First, an exclamation: can you believe it's June already?! I've always loved this month, but while I'd like to say that it means soaking up the sun, I'm afraid I'll have to wait a few months for San Francisco to gather its fog skirts and realize it should be warm out! (Have you ever heard that quote erroneously attributed to Mark Twain? "The coldest winter I ever spent was a summer in San Francisco." 😬) While it's not freezing outside like the Montana springs I grew up with, I do feel like I've been spending more time indoors, and have a stack of completed books to prove it!
As I inch toward my birthday, I've noticed that I'm (again) on a self-improvement kick that might be my new normal—proof in this reading list I shared! Up today is Gretchen Rubin's Better Than Before: Mastering the Habits of Our Everyday Lives. Rubin is great for questioning, and she provides a set of questions to help you understand your tendencies so you can adjust your habit-building around those.

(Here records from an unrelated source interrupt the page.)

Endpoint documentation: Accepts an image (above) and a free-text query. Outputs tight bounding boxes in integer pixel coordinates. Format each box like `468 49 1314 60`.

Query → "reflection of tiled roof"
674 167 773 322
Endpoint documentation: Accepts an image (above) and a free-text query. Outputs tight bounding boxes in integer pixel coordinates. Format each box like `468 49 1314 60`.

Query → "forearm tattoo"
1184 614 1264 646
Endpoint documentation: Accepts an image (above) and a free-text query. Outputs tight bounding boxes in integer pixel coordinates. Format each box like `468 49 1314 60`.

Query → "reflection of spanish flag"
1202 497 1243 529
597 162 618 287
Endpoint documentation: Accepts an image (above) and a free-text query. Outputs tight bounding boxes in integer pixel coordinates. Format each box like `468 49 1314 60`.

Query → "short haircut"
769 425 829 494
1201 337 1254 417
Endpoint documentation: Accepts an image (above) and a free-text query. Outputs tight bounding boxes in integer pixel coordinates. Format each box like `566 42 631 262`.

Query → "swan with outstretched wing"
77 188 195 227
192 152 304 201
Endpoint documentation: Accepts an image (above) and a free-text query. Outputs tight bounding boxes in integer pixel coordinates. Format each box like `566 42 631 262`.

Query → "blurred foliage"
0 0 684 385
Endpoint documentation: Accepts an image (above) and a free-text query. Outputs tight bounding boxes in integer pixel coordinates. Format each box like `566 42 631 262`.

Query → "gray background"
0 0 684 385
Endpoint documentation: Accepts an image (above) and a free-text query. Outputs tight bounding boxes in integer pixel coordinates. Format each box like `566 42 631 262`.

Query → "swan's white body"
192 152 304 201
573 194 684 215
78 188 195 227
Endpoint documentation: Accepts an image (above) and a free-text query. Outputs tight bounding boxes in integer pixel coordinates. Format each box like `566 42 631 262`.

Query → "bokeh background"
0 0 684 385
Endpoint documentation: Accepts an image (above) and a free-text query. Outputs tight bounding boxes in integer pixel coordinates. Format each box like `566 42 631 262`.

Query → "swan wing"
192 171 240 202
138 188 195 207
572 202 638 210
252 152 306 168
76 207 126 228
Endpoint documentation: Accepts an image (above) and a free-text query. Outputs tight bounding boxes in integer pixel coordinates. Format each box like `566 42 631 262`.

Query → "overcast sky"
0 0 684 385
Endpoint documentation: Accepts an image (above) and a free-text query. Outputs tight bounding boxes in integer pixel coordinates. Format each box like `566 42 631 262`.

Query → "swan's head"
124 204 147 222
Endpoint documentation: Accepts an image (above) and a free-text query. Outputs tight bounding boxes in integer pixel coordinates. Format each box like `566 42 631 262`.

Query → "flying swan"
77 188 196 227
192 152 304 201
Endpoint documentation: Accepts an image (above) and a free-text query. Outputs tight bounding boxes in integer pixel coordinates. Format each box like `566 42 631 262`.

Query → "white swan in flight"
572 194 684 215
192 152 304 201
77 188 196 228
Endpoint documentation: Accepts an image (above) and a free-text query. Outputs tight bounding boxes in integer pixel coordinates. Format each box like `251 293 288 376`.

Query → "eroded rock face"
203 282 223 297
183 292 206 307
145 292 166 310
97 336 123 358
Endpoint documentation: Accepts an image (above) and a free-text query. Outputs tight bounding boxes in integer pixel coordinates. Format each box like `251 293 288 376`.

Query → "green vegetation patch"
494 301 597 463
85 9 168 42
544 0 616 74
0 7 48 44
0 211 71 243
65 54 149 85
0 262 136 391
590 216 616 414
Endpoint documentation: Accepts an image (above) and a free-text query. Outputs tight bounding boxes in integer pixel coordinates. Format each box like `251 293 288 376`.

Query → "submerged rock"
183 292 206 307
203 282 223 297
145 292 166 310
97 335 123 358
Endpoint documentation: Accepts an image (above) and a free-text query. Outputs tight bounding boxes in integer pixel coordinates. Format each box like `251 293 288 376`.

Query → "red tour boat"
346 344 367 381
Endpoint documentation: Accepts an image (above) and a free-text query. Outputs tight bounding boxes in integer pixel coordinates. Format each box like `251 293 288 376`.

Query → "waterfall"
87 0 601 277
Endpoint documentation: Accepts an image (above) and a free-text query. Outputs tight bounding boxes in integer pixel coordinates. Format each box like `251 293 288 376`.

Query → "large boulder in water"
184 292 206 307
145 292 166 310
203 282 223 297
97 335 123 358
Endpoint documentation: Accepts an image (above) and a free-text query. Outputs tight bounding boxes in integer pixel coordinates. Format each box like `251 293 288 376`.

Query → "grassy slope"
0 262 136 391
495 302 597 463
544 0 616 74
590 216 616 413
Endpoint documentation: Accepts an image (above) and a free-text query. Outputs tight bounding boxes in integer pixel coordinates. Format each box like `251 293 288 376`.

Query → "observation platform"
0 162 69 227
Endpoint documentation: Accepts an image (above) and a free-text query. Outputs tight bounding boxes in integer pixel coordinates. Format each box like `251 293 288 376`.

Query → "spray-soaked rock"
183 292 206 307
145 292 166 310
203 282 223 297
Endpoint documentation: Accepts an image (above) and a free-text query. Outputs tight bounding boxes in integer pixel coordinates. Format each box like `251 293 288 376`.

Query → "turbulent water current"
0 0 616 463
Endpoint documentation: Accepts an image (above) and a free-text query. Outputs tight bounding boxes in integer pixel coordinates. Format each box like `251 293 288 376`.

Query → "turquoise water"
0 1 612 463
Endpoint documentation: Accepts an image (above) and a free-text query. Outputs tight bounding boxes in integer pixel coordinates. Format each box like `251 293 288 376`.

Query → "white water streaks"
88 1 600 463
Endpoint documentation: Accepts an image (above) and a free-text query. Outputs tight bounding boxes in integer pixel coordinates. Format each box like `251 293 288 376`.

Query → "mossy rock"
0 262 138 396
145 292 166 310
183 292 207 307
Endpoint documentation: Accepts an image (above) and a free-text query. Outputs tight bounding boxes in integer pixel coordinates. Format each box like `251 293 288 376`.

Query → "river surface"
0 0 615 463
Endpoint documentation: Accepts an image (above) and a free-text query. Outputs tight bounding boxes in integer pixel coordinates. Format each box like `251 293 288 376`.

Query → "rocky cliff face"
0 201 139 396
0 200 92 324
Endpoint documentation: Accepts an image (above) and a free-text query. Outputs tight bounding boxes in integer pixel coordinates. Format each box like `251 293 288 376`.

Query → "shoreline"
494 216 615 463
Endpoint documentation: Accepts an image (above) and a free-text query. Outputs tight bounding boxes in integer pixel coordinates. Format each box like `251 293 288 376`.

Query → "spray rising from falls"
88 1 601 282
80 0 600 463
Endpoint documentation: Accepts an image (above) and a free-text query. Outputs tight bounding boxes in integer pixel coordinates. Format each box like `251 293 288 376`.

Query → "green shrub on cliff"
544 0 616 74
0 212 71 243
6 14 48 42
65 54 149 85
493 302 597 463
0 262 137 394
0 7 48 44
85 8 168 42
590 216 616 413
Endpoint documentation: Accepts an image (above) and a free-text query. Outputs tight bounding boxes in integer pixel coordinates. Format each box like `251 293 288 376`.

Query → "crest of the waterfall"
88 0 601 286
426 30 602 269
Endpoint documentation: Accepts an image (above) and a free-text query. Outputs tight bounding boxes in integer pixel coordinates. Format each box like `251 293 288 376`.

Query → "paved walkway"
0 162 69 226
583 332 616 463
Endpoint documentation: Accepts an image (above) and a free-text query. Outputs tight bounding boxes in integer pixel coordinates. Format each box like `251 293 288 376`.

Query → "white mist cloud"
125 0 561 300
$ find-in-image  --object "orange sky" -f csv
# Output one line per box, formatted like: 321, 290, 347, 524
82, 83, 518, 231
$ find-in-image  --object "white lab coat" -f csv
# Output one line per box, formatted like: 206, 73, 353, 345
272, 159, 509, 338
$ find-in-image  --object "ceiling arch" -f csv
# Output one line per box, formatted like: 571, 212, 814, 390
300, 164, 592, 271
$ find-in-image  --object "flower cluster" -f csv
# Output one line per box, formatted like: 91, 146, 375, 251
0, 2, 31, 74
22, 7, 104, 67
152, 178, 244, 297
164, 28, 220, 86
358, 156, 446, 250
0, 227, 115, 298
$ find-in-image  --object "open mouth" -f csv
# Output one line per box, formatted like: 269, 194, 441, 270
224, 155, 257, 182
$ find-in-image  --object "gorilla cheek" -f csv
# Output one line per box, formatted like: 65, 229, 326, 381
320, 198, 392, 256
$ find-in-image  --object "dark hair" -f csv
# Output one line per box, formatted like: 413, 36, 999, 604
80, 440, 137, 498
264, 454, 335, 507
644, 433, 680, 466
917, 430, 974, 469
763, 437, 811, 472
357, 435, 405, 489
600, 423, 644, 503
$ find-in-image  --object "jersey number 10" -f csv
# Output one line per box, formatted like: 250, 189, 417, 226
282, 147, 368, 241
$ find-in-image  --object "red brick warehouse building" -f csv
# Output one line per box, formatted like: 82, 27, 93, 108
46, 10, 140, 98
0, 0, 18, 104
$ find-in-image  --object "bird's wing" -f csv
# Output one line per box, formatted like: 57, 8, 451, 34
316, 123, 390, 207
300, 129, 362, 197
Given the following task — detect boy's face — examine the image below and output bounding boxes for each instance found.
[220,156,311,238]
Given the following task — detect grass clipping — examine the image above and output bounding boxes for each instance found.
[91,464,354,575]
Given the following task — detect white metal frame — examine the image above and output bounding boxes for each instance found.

From "Am I a simplicity lover or an abundance lover?" to "What’s most satisfying to me: saving time, or money, or effort?" she gets to the heart of what makes each of us tick.
Another idea she focuses on is doing things now—not later. I know this isn't a new idea by any means, but this is something that I struggle with. I am a stellar procrastinator, if there ever was one! Rubin explains how we try to out-logic ourselves all the time, by justifying our choices so we feel better about putting things off. She also calls us out on the folly of it.
“I have a fantasy of what I’ll be like tomorrow: Future-Gretchen will spontaneously start a good new habit, with no planning and no effort necessary; it’s quite pleasant to think about how virtuous I’ll be, tomorrow. But there is no Future-Gretchen, only Now-Gretchen.”
This quote really hit me. This is exactly how I think, which is embarrassing now that I see it! Calling attention to the fact that we're putting the burden of effort on a version of ourselves that we don't even allow to exist is enlightening and super helpful. Once we know how we operate, we can start making changes.
If you checked out the reading list I shared above, you can see that I'm a big Gretchen Rubin fan. My interest in her writings are mainly because she takes herself as a case study, applies different modes of thinking and daily strategies, and reports back. She also takes the time to understand that what works for her doesn't work for everyone else, and she talks with others to discover what might work for them. The best thing she does, though, is simply help shine a light on life by making us more mindful about what's actually going on in our lives. Instead of leaving a stack of mail on the counter and walking away, as we always do, we realize that future-us isn't going to enjoy it any more than now-us is, so we might as well take care of it. While I've learned a lot about myself from this book, I've also come to better understand my family and friends and why they do what they do. If you're interested in how habits form, improving your habits, and understanding more about different types of people and their habits, pick up Better Than Before.